Mais tant reste à faire sur le sujet ! Soixante ans après l’Indépendance, demeure tant de travail à mener sur l’Histoire des pays du Maghreb. Et notamment sur celle de l’Algérie où tant de questions restent ouvertes.

L’évolution de la société algérienne après son Indépendance…

Les quelques années d’après l’Indépendance en 1962 verront s’ouvrir tant de portes, tant de pistes d’espoirs. A l’intérieur du pays d’abord. Pour la liberté et la paix retrouvées. Vers l’extérieur avec le Festival panafricain d’Alger en 1969 et l’accueil des révolutionnaires tiersmondistes du monde entier. De ce Festival, l’article écrit en 1967 ne parle pas, bien évidemment. Mais la porte va se refermer lourdement. Et d’abord sur la société algérienne, sommée de se plier aux injonctions autoritaires des militaires qui ont pris le pouvoir. Et avec le pouvoir, le trésor en dollars que vont procurer les exportations de pétrole et de gaz après le choc pétrolier de 1973.

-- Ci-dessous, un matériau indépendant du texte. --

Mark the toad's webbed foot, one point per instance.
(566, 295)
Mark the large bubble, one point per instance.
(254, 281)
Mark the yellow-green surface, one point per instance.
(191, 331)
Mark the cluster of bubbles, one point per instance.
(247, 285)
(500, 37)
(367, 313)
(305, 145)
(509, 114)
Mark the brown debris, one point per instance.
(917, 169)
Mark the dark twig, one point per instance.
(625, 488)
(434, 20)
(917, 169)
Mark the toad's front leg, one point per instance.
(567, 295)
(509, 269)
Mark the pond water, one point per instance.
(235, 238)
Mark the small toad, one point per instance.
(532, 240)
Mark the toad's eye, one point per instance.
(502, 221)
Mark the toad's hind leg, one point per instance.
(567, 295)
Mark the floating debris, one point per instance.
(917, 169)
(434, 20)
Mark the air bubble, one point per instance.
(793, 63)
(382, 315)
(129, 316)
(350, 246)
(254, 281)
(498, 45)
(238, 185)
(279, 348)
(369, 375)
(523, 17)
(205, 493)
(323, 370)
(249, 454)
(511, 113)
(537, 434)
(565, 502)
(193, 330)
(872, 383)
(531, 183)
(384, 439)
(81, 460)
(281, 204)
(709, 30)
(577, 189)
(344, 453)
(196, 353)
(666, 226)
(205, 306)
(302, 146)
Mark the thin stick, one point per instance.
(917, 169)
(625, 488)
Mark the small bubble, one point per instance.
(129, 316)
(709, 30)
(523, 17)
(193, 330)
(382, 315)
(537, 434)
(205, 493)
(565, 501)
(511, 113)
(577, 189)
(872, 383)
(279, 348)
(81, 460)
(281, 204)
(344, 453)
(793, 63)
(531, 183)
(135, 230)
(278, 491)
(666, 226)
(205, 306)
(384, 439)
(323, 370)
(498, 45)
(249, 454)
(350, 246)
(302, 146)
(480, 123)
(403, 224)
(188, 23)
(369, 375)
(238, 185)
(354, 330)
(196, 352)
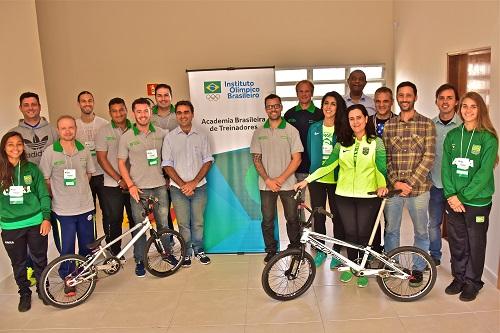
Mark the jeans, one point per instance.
(114, 200)
(268, 201)
(437, 204)
(300, 177)
(417, 207)
(189, 212)
(160, 212)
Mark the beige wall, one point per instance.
(20, 71)
(116, 48)
(422, 41)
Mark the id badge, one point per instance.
(327, 149)
(16, 195)
(69, 177)
(91, 146)
(152, 156)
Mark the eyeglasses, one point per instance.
(273, 107)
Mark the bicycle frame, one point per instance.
(313, 238)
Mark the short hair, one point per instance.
(85, 92)
(185, 103)
(28, 94)
(65, 116)
(271, 96)
(447, 86)
(116, 100)
(140, 100)
(407, 84)
(385, 90)
(163, 85)
(309, 83)
(356, 71)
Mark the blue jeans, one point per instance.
(160, 213)
(417, 207)
(189, 212)
(437, 203)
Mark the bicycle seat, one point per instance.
(95, 243)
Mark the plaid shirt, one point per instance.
(410, 150)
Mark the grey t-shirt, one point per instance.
(107, 139)
(139, 149)
(86, 132)
(68, 198)
(276, 146)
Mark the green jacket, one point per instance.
(363, 168)
(36, 199)
(476, 186)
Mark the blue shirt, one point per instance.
(441, 131)
(186, 153)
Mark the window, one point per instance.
(325, 79)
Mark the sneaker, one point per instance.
(186, 262)
(345, 276)
(469, 293)
(416, 278)
(30, 276)
(362, 282)
(454, 288)
(437, 261)
(320, 258)
(24, 303)
(202, 257)
(269, 256)
(139, 269)
(171, 259)
(334, 263)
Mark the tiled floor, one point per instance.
(227, 296)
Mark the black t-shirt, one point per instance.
(301, 120)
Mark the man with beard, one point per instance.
(276, 150)
(410, 142)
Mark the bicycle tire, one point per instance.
(402, 290)
(167, 263)
(52, 285)
(277, 281)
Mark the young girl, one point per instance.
(321, 139)
(469, 156)
(361, 157)
(24, 213)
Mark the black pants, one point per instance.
(97, 186)
(467, 240)
(268, 207)
(358, 216)
(16, 243)
(319, 193)
(112, 204)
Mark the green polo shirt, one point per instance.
(133, 146)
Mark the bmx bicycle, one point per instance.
(69, 280)
(405, 274)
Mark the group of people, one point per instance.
(50, 178)
(355, 145)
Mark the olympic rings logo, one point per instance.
(212, 97)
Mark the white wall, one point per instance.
(20, 71)
(425, 31)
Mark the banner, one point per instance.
(229, 106)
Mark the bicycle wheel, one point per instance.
(288, 274)
(55, 277)
(163, 255)
(413, 261)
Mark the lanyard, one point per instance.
(462, 139)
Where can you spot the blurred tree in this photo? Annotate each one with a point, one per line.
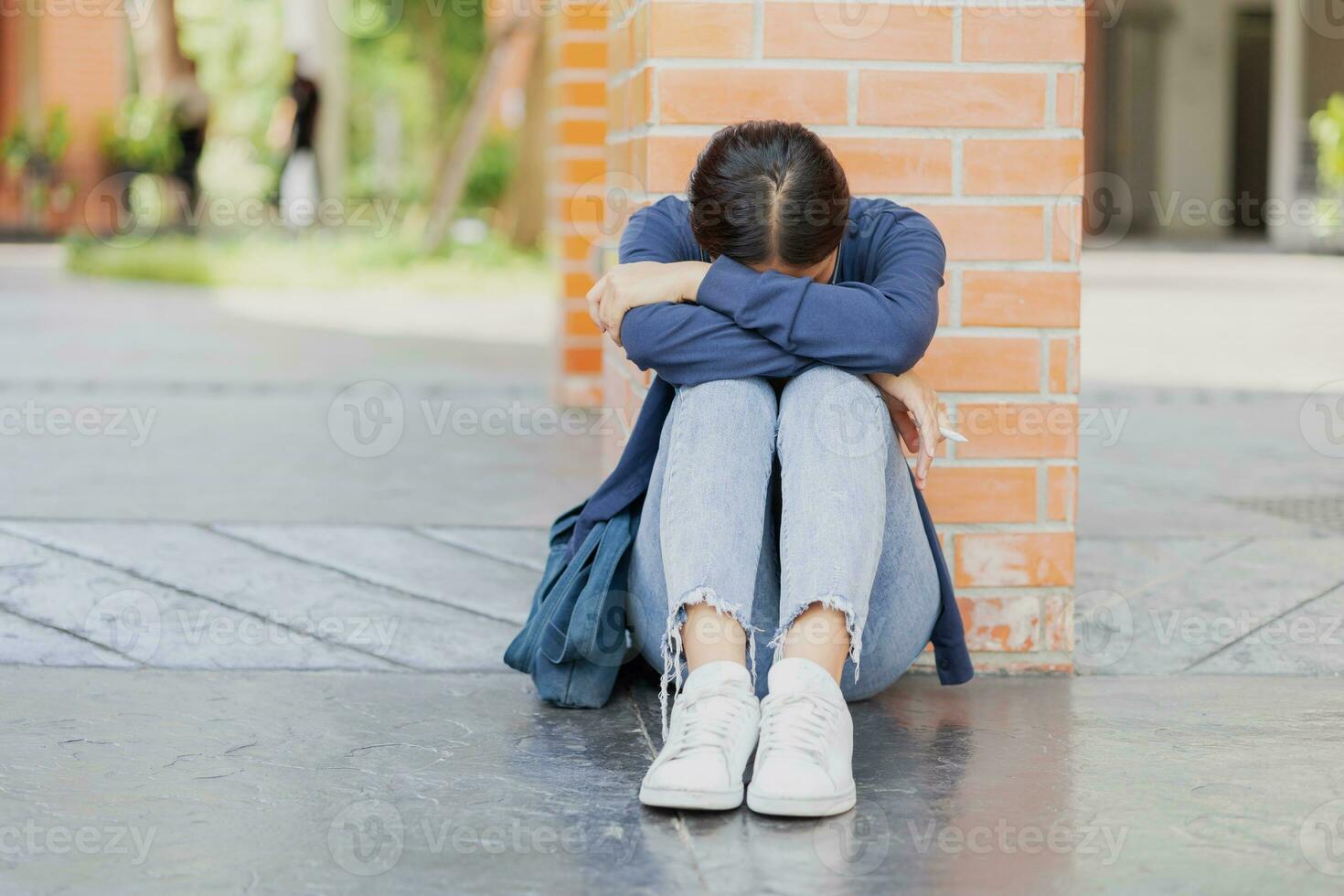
(157, 53)
(461, 149)
(523, 209)
(243, 68)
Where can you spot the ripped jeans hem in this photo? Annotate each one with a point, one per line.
(672, 643)
(829, 602)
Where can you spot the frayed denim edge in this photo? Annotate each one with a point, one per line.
(831, 602)
(672, 644)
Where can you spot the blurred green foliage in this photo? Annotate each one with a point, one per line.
(417, 73)
(243, 68)
(33, 156)
(142, 137)
(1328, 132)
(375, 265)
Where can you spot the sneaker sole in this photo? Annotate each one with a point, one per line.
(664, 798)
(803, 807)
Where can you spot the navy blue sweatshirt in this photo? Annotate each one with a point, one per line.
(878, 315)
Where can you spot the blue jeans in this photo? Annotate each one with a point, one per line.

De tout cela, l’article, écrit en 1967, ne parle pas, mais… Yves Bourron pressent les difficultés et tensions qui vont assaillir l’Algérie. Il parle de « sombres pronostics » ! Il évoque cette jeunesse, d’abord, avec qui il a partagé l’immense désir d’apprendre. Avec l’espoir d’un épanouissement individuel et collectif à la clé. Une jeunesse qui, dès la fin des années 60, pense à quitter le pays, déjà. Les désirs de la jeunesse ? Comme un sismographe des déséquilibres qui vont secouer le pays. Comme signe de cette liberté confisquée après tant d’années de luttes.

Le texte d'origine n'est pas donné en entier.